Léda - L'étude des animaux

Mythes - Poésies - Légendes - Histoires naturelles

Oiseau

Les grands trous bleus que font méchamment les oiseaux.
Mallarmé    

Les oiseaux sont sans aucun doute les animaux les plus chantés par les poètes, ceux qui chantent avec les poètes, ceux que sont parfois même les poètes. Ainsi Charles Baudelaire et l'Albatros, Siméon-Guillaume de La Roque et le Hibou, Paul Verlaine et la Mouette, Alfred de Musset et le Pélican, Catulle Mendès et le Rossignol, et d'autres encore.

1802 - 1885 - Victor Hugo - Les Oiseaux

Je rêvais dans un grand cimetière désert ;
De mon âme et des morts j'écoutais le concert,
Parmi les fleurs de l'herbe et les croix de la tombe.
Dieu veut que ce qui naît sorte de ce qui tombe.
Et l'ombre m'emplissait.

Autour de moi, nombreux,
Gais, sans avoir souci de mon front ténébreux,
Dans ce champ, lit fatal de la sieste dernière,
Des moineaux francs faisaient l'école buissonnière.
C'était l'éternité que taquine l'instant.
Ils allaient et venaient, chantant, volant, sautant,
Égratignant la mort de leurs griffes pointues,
Lissant leur bec au nez lugubre des statues,
Becquetant les tombeaux, ces grains mystérieux.
Je pris ces tapageurs ailés au sérieux ;
Je criai: -- Paix aux morts ! vous êtes des harpies.
-- Nous sommes des moineaux, me dirent ces impies.
-- Silence ! allez-vous en ! repris-je, peu clément.
Ils s'enfuirent ; j'étais le plus fort. Seulement,
Un d'eux resta derrière, et, pour toute musique,
Dressa la queue, et dit : -- Quel est ce vieux classique ?

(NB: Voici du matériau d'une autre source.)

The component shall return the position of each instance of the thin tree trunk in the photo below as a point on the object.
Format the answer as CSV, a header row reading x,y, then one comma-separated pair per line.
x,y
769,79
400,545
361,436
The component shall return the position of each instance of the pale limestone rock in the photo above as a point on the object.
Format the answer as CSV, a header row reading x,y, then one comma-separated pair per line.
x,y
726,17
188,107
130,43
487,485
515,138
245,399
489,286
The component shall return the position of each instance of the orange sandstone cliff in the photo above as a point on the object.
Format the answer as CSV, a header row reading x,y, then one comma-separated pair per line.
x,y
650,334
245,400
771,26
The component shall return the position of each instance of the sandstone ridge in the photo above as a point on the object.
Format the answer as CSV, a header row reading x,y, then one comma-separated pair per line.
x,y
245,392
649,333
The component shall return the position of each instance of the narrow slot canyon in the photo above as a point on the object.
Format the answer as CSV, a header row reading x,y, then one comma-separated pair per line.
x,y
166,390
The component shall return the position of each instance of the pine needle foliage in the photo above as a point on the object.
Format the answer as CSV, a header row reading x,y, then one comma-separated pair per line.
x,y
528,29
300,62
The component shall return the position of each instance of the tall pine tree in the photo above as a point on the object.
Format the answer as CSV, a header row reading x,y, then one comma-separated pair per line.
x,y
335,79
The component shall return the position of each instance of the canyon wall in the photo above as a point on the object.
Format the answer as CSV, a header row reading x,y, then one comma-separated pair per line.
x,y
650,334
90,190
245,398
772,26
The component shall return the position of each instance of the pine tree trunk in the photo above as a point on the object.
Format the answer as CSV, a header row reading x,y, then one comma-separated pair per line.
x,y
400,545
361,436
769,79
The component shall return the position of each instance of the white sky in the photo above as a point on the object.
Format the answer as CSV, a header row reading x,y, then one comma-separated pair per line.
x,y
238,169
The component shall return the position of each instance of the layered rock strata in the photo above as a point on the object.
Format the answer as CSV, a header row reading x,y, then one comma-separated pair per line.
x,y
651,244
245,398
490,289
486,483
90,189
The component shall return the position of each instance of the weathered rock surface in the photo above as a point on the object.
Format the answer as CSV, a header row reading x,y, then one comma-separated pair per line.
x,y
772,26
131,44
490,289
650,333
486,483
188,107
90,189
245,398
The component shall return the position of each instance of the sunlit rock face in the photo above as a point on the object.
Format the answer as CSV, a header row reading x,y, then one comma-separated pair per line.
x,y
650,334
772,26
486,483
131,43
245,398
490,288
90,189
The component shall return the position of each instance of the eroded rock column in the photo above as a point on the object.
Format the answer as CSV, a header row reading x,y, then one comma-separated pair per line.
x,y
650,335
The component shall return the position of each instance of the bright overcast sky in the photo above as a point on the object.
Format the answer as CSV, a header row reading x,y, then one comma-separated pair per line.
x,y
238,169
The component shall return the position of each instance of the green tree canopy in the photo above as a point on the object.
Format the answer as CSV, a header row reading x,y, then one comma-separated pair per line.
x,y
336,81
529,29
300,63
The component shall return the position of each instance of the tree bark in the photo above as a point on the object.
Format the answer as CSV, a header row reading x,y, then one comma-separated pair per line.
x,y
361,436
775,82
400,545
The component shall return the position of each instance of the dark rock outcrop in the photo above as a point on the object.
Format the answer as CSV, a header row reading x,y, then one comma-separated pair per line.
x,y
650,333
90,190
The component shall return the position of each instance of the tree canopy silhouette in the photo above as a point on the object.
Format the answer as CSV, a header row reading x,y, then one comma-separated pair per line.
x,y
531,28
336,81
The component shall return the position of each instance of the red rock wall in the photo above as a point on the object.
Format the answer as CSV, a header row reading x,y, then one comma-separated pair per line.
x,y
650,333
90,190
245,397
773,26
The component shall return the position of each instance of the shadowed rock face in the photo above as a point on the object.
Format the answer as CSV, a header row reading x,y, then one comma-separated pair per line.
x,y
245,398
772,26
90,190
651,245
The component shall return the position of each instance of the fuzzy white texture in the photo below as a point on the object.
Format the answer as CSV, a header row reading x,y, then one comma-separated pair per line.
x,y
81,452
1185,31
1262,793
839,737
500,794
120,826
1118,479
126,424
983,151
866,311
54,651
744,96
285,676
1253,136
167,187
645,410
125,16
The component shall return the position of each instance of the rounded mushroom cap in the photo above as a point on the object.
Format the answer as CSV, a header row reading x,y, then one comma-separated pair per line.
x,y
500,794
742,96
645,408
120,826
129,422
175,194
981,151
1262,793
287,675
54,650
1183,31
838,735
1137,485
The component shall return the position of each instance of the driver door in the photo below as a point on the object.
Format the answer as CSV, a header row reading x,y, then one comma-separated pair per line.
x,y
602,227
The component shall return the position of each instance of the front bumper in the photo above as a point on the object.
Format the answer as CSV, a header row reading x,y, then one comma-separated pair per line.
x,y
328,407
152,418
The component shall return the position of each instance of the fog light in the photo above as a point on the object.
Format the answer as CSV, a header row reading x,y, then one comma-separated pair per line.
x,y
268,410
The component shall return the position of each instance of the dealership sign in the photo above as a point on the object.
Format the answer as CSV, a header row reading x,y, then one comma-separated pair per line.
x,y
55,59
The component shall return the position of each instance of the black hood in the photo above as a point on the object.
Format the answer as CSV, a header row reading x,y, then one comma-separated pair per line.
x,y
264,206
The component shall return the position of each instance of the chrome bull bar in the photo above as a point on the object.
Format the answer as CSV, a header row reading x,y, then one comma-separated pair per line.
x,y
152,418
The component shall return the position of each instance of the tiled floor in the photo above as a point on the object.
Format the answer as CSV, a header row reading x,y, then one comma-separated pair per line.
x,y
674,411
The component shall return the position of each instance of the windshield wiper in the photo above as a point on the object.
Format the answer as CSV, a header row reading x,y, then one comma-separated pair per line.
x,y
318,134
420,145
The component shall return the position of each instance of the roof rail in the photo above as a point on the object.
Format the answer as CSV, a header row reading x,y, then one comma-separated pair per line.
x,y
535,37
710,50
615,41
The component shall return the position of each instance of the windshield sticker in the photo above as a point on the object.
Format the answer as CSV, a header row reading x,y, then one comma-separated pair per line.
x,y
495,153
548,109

Comme ils s'en allaient tous, furieux, maugréant,
Criant, et regardant de travers le géant,
Un houx noir qui songeait près d'une tombe, un sage,
M'arrêta brusquement par la manche au passage,
Et me dit : -- Ces oiseaux sont dans leur fonction.
Laisse-les. Nous avons besoin de ce rayon.
Dieu les envoie. Ils font vivre le cimetière.
Homme, ils sont la gaîté de la nature entière ;
Ils prennent son murmure au ruisseau, sa clarté
A l'astre, son sourire au matin enchanté ;
Partout où rit un sage, ils lui prennent sa joie,
Et nous l'apportent ; l'ombre en les voyant flamboie ;
Ils emplissent leurs becs des cris des écoliers ;
A travers l'homme et l'herbe, et l'onde, et les halliers,
Ils vont pillant la joie en l'univers immense.
Ils ont cette raison qui te semble démence.
Ils ont pitié de nous qui loin d'eux languissons ;
Et, lorsqu'ils sont bien pleins de jeux et de chansons ;
D'églogues, de baisers, de tous les commérages
Que les nids en avril font sous les verts ombrages,
Ils accourent, joyeux, charmants, légers, bruyants,
Nous jeter tout cela dans nos trous effrayants;
Et viennent, des palais, des bois, de la chaumière,
Vider dans notre nuit toute cette lumière!
Quand mai nous les ramène, ô songeur, nous disons :
-Les voilà!- tout s'émeut, pierres, tertres, gazons ;
Le moindre arbrisseau parle, et l'herbe est en extase ;
Le saule pleureur chante en achevant sa phrase ;
Ils confessent les ifs, devenus babillards ;
Ils jasent de la vie avec les corbillards ;
Des linceuls trop pompeux ils décrochent l'agrafe ;
Ils se moquent du marbre; ils savent l'orthographe ;
Et, moi qui suis ici le vieux chardon boudeur,
Devant qui le mensonge étale sa laideur,
Et ne se gène pas, me traitant comme un hôte,
Je trouve juste, ami, qu'en lisant à voix haute
L'épitaphe où le mort est toujours bon et beau,
Ils fassent éclater de rire le tombeau.

Bible Louis Segond - Matthieu 6 25-27

C'est pourquoi je vous dis: Ne vous inquiétez pas pour votre vie de ce que vous mangerez, ni pour votre corps, de quoi vous serez vêtus. La vie n'est-elle pas plus que la nourriture, et le corps plus que le vêtement? Regardez les oiseaux du ciel: ils ne sèment ni ne moissonnent, et ils n'amassent rien dans des greniers; et votre Père céleste les nourrit. Ne valez-vous pas beaucoup plus qu'eux? Qui de vous, par ses inquiétudes, peut ajouter une coudée à la durée de sa vie?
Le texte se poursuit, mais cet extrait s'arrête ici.